Dartcom satellite image of the southern Amundsen Sea on 28th January, showing the polynya where we are now working and the dense concentration of sea ice over our intended work area. Yellow areas are ice (ice sheet, glaciers, icebergs and sea ice), black areas are open water and white areas are high cloud. Red lines mark the approximate positions of the coast and ice shelf edges. Orange dot marks the position of JCR at the time the image was collected.
During the past five days we have imaged a large area of the sea-floor using the JCR’s multibeam echo sounder. The images we have collected show where past glaciers scoured the sea floor and the directions in which they flowed. The picture emerging is that glaciers from the inlets where the Dotson and Getz ice shelves are now located joined together to form a large ice stream, and that this flowed further out to the northwest. We have collected several sediment cores, from which we will be able to date samples to find out when ice retreated from the shelf. We will also analyse the composition of the sediment to find out where in West Antarctica the ice flowed from. We have collected seismic reflection profiles, which provide cross-sections showing the geological structure to a depth of several hundred metres below the sea floor. These data show where glacial troughs have changed their position in the past and the nature of the substrate below the sea floor, allowing us to see how this affected the flow of large glaciers in the past.
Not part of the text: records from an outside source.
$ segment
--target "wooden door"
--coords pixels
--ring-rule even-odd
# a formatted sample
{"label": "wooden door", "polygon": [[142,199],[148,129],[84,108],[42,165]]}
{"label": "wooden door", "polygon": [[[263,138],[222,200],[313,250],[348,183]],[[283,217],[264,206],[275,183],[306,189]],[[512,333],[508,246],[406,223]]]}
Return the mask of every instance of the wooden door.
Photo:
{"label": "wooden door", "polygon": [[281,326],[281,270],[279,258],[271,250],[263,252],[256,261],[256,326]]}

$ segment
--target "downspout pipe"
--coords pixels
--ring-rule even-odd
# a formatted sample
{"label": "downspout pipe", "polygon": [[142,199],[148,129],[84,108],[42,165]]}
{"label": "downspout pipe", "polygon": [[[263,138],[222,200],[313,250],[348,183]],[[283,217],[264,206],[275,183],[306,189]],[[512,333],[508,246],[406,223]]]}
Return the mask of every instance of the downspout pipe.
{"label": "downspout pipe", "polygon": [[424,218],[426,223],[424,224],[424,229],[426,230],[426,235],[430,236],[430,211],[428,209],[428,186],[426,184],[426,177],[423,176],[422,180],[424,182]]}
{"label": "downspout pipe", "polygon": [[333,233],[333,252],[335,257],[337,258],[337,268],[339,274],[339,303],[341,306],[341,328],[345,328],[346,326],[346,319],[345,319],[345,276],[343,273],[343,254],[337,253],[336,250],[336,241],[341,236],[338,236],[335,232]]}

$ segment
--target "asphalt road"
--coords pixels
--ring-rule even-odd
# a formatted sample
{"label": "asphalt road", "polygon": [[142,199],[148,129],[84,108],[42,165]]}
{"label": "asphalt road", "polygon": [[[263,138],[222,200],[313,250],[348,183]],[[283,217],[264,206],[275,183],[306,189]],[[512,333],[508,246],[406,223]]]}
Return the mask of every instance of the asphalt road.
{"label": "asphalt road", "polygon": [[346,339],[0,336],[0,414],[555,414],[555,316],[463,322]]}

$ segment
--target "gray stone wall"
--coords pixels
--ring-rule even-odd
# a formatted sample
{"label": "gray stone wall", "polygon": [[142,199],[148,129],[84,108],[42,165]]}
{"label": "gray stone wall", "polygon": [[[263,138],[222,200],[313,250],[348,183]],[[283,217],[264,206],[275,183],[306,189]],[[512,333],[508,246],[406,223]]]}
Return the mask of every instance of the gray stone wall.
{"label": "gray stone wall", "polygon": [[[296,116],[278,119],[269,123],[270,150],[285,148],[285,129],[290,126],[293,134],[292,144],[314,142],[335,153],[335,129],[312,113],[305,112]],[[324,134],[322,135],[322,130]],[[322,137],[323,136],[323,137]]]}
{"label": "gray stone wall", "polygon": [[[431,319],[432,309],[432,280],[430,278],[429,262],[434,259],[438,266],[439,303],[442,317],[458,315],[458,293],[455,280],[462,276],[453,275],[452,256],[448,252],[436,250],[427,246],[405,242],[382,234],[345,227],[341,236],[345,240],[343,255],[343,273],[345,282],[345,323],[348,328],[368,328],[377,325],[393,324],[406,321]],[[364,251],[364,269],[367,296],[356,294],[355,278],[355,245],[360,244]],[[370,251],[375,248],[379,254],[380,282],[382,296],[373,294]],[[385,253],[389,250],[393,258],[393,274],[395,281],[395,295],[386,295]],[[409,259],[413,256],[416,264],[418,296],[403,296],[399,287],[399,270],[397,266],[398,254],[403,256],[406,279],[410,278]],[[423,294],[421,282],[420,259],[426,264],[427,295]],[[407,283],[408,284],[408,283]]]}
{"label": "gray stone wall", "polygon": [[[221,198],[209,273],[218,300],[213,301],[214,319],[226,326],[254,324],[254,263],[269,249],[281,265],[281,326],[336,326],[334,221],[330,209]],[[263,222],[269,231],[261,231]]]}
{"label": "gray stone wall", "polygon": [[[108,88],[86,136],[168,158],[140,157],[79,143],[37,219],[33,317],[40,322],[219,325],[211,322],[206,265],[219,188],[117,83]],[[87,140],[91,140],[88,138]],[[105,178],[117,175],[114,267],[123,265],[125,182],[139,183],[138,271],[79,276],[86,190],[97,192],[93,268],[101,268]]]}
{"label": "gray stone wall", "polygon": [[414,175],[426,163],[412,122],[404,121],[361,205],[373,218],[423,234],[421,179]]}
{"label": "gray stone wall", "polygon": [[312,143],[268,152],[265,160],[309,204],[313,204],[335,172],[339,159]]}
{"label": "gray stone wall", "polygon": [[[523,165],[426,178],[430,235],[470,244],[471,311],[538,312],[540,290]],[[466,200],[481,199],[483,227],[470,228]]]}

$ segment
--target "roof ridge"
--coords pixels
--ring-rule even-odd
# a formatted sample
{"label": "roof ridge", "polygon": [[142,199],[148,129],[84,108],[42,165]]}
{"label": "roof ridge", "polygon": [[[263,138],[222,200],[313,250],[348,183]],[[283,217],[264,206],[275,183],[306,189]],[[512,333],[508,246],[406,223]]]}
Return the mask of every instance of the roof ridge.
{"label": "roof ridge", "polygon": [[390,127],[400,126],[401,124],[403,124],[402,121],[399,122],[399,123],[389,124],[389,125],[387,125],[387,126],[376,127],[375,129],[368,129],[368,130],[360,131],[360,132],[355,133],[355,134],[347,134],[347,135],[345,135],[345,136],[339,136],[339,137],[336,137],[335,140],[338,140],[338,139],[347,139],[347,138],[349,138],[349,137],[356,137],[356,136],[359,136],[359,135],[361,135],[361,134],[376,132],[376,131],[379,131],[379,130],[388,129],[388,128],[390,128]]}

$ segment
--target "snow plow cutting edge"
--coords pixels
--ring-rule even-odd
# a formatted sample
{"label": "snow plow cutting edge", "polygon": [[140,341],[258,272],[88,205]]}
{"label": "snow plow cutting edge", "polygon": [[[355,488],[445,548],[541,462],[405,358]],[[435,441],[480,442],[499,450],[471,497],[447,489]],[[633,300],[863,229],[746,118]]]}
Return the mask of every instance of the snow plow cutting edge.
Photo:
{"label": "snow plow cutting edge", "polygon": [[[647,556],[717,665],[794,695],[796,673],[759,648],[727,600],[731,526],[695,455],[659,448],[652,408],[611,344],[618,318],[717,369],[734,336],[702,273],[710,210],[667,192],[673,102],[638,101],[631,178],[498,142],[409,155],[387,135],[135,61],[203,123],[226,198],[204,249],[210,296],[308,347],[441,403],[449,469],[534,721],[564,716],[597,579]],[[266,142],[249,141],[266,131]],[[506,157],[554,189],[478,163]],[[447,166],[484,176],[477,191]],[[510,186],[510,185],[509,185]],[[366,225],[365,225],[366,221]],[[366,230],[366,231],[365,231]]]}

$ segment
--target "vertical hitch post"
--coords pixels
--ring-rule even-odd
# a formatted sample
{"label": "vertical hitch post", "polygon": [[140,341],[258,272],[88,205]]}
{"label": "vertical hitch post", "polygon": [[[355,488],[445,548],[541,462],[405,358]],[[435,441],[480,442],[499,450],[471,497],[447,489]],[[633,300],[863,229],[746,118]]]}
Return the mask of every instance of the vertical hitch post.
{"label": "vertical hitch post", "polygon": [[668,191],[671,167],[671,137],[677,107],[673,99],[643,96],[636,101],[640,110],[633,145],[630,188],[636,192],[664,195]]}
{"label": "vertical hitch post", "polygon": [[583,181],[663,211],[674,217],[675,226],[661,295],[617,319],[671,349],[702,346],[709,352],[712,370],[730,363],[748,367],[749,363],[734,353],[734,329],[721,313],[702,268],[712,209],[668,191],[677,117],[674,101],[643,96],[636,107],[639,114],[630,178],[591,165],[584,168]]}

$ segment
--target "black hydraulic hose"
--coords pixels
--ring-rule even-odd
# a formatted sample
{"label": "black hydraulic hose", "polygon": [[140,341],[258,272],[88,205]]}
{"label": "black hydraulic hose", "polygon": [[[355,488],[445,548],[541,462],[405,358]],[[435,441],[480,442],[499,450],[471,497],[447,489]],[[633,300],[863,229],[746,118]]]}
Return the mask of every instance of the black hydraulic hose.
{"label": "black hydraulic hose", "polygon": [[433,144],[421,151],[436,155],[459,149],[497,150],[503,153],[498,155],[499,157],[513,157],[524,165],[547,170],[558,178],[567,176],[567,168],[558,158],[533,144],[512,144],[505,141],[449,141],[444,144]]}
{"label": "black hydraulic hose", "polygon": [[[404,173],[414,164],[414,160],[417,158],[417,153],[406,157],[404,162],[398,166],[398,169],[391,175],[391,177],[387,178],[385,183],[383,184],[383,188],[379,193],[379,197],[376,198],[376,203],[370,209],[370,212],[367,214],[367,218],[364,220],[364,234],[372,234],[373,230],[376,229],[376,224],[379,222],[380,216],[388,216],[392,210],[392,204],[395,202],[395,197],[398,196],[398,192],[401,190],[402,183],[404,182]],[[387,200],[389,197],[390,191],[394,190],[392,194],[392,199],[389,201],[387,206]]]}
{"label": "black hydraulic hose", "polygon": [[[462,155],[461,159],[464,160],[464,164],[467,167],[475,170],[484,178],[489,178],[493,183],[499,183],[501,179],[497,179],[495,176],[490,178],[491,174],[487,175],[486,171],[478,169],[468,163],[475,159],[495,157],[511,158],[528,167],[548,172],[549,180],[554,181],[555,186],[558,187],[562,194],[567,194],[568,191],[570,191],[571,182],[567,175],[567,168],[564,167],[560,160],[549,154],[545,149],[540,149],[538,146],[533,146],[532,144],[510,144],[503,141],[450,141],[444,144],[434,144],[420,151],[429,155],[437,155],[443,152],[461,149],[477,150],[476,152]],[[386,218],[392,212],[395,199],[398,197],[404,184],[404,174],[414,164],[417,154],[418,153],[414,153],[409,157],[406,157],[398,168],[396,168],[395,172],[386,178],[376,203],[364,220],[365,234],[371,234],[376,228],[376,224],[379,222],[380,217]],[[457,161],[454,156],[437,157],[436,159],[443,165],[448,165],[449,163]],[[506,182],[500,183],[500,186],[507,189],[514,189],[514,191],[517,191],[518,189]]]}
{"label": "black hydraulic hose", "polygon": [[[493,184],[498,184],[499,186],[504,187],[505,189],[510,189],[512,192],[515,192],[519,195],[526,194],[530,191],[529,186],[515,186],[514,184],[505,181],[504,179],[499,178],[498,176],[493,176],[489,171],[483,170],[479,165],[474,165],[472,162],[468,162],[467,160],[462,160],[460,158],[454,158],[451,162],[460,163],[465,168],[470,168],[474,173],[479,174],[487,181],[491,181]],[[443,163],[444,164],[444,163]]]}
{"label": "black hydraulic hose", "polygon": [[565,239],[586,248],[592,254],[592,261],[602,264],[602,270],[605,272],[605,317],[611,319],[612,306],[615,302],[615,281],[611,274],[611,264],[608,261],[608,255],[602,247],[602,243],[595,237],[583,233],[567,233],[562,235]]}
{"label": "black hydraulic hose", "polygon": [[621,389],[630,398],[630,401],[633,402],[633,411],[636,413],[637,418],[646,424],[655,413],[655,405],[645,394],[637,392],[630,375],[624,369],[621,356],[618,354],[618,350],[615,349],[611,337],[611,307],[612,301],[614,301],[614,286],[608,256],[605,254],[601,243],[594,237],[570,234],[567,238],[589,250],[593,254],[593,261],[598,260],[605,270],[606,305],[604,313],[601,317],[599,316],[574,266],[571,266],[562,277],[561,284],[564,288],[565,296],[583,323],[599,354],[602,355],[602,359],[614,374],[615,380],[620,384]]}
Oceanography with Deb Shoosmith
The open water at the edge of the Getz Ice Shelf has given us the opportunity to make ocean measurements which will help us gain an idea of how the ocean may be driving the rapid ice shelf thinning that has been observed by satellites. The Getz Ice Shelf is constrained at either side by land, leaving a vast underwater “cavern” beneath the ice into which seawater can flow. If this seawater is sufficiently warmer than the freezing point then it may well be able to explain the high melt rates currently measured in this region.
To measure the ocean impact we sailed alongside the Getz Ice Shelf front as close as the Captain would allow (approximately 500 metres from the ice edge). Every 6 km or so, we stopped and deployed a conductivity, temperature and depth (CTD) recorder. This measures very accurately the sea temperature and salinity (along with a number of other properties such as dissolved oxygen concentration) from the sea surface to the sea floor. By spanning these measurements across the entire ice front we obtain a very clear picture of what kind of water is flowing underneath the ice shelf. This showed us that the deeper waters here are over 2 degrees warmer than the in-situ freezing point of seawater which means that the ocean is indeed able to melt the underside of the Getz Ice Shelf.
Although this result is perhaps unsurprising to many of us who work in this field, we have been able to go one step further by attempting to measure exactly how fast this melting is happening. The ship is fitted with an instrument called an acoustic doppler current profiler which measures the ocean currents down to a kilometre beneath the ship. Using this information combined with the CTD data, we are able to determine how much warm water flows in underneath the ice shelf and also how much cooler ‘melt’ water flows back out, and hence to calculate how much melting is actually occurring. Such results as these are very important as we can then attempt to evaluate how much ice shelf melting is likely to contribute to sea level rise.